On s’est plu, dans la presse, à souligner l’humilité du nouveau pape. N’avait-il pas, en 2005, laissé entendre qu’il ne voulait pas être élu, alors qu’il avait recueilli une quarantaine de voix, soit un tiers des votants ? La réalité est sans doute bien différente. Cette année-là, la Cour constitutionnelle argentine déclarait anticonstitutionnelles les deux lois d’amnistie de 1986 et 1987 promulguées sous la présidence de Raul Alfonsin (1983-1989). Les poursuites avaient repris après l’arrestation du dictateur chilien Augusto Pinochet à Londres en octobre 1998, et incité les organisations des droits de l’homme et les associations de disparus à obtenir vérité et justice hors de l’Argentine. En 2003, le président Nestor Kirchner avait abrogé certains décrets d’amnistie sur la non-extradition des militaires argentins. Et lorsque deux ans plus tard, la Cour constitutionnelle ouvrait la possibilité de nouveaux procès, la situation risquait de devenir délicate pour tous ceux qui avaient collaboré à la dictature.

Deux jours après le coup d’Etat du 24 mars 1976, Henry Kissinger déclarait vouloir aider les militaires, et le 27 mars le Fonds monétaire international accordait un prêt de 127 millions de dollars à la junte. Les enlèvements se multiplient dans les lycées, les centres universitaires, les syndicats, tandis que les prêtres ouvriers impliqués socialement dans les bidonvilles de Buenos Aires sont persécutés. Dès lors, l’Eglise argentine sera perçue comme un soutien actif de la junte militaire. L’île du Silence, propriété de l’Eglise d’Argentine mise à la disposition de la junte, représente le cas unique d’un domaine religieux transformé en camp de concentration. L’avocat Emilio Mignone Fermin, décédé en 1998, évoque son rôle dans son livre Iglesia y dictadura, Eglise et dictature, édité en 1986. Sur les quatre-vingts évêques qui composaient le corps épiscopal,seuls quatre ont eu une attitude de franche opposition affirme Mignone. Fondateur du Centre d’études juridiques et sociales, ONG qui milite pour les droits de l’homme, il cite Jorge Bergoglio, alors Provincial des jésuites depuis le 31 juillet 1973, comme exemple de la « complicité ecclésiastique » avec les militaires qui « se sont chargés d’accomplir le sale travail de nettoyer la cour intérieure de l’Eglise, avec l’acquiescement des prélats ». De nombreux prêtres furent eux aussi très proches des militaires, soutiraient des confidences des prisonniers et les poussaient à dénoncer leurs compagnons. Le délégué du pape en Argentine, Pio Laghi lui-même, se rendit sur une base militaire,y donna la bénédiction papale aux chefs et aux groupes armés, et déclara qu’”on avait à respecter le droit tant qu’on le pouvait”. Son nom était publié en 1984 dans une liste de vingt prêtres accusés de complicité avec les génocidaires, sur la base de témoignages recueillis par la Commission nationale sur la disparition des personnes.

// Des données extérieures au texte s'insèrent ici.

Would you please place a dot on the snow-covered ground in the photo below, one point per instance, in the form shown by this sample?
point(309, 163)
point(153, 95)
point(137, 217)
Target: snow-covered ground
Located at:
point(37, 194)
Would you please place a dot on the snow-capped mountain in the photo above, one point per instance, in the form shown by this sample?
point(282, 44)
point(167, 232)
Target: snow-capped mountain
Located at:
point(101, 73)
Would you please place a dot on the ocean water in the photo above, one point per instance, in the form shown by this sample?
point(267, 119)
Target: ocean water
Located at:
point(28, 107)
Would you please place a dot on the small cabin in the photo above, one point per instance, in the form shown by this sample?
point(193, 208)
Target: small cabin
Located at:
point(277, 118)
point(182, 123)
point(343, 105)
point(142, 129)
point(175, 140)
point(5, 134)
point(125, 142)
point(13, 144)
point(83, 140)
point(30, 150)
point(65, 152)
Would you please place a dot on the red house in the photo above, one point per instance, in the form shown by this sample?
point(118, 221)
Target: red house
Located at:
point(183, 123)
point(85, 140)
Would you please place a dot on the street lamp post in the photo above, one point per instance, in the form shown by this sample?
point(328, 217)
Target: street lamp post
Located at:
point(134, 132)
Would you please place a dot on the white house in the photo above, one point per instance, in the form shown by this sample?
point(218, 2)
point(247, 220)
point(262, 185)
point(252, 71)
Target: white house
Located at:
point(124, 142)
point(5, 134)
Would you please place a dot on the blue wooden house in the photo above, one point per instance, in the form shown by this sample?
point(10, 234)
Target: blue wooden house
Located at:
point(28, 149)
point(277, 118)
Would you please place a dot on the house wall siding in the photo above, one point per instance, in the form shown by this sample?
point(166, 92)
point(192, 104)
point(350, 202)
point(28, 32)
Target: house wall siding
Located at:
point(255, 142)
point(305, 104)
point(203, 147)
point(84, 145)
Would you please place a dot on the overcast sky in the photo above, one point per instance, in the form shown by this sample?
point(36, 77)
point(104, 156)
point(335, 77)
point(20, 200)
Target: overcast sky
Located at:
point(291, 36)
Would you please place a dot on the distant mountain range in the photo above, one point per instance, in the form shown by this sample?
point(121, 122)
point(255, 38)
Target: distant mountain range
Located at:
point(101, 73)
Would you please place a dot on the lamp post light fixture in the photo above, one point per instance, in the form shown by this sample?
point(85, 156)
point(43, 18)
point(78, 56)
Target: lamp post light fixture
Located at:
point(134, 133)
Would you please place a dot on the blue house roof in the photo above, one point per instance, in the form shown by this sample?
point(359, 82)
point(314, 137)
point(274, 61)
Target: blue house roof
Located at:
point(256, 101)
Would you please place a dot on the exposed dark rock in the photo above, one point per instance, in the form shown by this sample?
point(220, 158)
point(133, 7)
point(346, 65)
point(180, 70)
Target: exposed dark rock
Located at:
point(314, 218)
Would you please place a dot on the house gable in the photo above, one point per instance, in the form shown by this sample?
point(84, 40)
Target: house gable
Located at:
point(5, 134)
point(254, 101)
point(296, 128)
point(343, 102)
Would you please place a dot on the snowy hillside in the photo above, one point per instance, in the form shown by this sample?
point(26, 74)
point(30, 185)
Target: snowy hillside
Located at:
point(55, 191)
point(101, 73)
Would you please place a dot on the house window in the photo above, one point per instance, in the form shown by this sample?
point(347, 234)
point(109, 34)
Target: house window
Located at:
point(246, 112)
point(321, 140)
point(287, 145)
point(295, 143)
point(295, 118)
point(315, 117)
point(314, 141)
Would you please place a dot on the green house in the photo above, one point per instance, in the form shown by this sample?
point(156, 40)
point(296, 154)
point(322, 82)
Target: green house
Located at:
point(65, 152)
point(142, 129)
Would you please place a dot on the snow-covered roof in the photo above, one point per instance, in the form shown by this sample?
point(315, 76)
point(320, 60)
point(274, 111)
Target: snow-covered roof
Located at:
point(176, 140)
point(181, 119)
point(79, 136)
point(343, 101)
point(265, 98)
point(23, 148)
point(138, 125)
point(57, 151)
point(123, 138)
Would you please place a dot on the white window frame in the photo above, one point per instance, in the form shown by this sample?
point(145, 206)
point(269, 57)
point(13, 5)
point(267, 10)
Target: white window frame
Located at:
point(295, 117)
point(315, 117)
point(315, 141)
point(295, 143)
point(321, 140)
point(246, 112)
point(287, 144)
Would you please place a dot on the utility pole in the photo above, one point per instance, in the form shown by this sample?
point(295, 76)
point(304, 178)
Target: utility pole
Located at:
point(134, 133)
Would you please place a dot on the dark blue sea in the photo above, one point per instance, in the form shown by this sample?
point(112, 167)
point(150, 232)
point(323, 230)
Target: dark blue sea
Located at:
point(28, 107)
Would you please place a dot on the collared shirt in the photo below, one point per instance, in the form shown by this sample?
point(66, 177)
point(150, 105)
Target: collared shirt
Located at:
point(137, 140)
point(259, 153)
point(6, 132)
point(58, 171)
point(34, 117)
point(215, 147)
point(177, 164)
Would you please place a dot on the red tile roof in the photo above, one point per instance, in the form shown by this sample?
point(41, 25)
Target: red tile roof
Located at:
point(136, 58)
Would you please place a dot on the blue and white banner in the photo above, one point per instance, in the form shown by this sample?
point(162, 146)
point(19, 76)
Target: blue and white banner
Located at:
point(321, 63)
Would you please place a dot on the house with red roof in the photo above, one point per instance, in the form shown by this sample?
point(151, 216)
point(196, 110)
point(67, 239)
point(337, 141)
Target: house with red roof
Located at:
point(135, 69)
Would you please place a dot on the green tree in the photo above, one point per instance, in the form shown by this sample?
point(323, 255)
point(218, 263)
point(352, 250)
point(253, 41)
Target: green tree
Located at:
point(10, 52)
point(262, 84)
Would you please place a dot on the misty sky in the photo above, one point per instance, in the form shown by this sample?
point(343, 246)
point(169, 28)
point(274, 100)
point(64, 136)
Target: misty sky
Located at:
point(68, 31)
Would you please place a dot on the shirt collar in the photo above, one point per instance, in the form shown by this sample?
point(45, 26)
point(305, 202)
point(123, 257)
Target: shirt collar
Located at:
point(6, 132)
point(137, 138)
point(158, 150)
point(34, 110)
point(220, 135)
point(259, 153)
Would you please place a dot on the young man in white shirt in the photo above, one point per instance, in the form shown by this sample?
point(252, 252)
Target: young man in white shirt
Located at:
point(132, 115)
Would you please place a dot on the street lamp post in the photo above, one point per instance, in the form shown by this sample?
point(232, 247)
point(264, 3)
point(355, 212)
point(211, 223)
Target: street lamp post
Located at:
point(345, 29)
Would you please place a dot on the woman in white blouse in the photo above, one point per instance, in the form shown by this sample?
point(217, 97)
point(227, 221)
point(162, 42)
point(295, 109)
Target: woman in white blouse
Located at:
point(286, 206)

Des pasteurs livrés aux loups

La face obscure du nouveau pape est plus particulièrement mise au jour dans l’enlèvement par la Marine argentine, de deux jésuites placés sous son autorité, Orlando Yorio et Francisco Jalics, en raison de leurs activités missionnaires dans les bidonvilles. Le 23 mai 1976, deux mois après le coup d’Etat, ils étaient conduits à l’Ecole supérieure de mécanique de l’armée, torturés et maintenus en détention durant cinq mois. L’affaire est racontée par le journaliste Horacio Verbitsky, aujourd’hui président du Centre d’études juridique et sociales,dans El Silencio (éd. Sudamericana, 2005). Une semaine avant l’enlèvement des deux jésuites, leur charge de prêtres leur avait été enlevée, signal pour les militaires qu’ils étaient des subversifs. Le Père Yorio avait appris de la bouche de ses tortionnaires,qu’il avait été dénoncé par son provincial, Jorge Bergoglio. Dans Iglesia y dictadura, Emilio Mignone conclut en se demandant ce que retiendra l’histoire de ces bergers qui ont livré leurs brebis aux loups sans les défendre.

Après sa libération, Yorio s’était rendu à Rome où le jésuite colombien Candido Gavina lui apprenait, selon une source de l’ambassadeur argentin près le Saint-Siège, que les forces armées l’avaient arrêté avec Jalics suite à une plainte de leurs supérieurs religieux qui les présentaient comme des guerilleros. Information que l’ambassadeur devait confirmer par écrit. Jalics se réfugia par la suite aux Etats-Unis. Bergoglio s’opposa à son retour en Argentine et le fit bien savoir aux évêques argentins qui auraient pu l’accueillir dans leur diocèse, non sans conseiller au directeur national du culte catholique de refuser sa demande de passeport. « Nous étions démonisés, questionnés par notre propre institution et accusés de subvertir l’ordre social », a témoigné Orlando Yorio, décédé en 2000 en Uruguay. Lors du procès de la junte, en 1985, il avait en outre déclaré : «Je suis sûr qu’il (Jorge Bergoglio) a fait une liste avec nos noms à la Marine. » Beaucoup s’interrogent aujourd’hui sur le rôle de Jorge Bergoglio dans la disparition de nombreux jésuites et d’opposants catholiques considérés comme marxistes. Un rapport de la Side, agence de renseignements spécialisée dans le suivi des acteurs ecclésiastiques de  l’époque, conservé dans un fichier la Chancellerie,soutient que Bergoglio se proposait de nettoyer la Compagnie des « jésuites de gauche ».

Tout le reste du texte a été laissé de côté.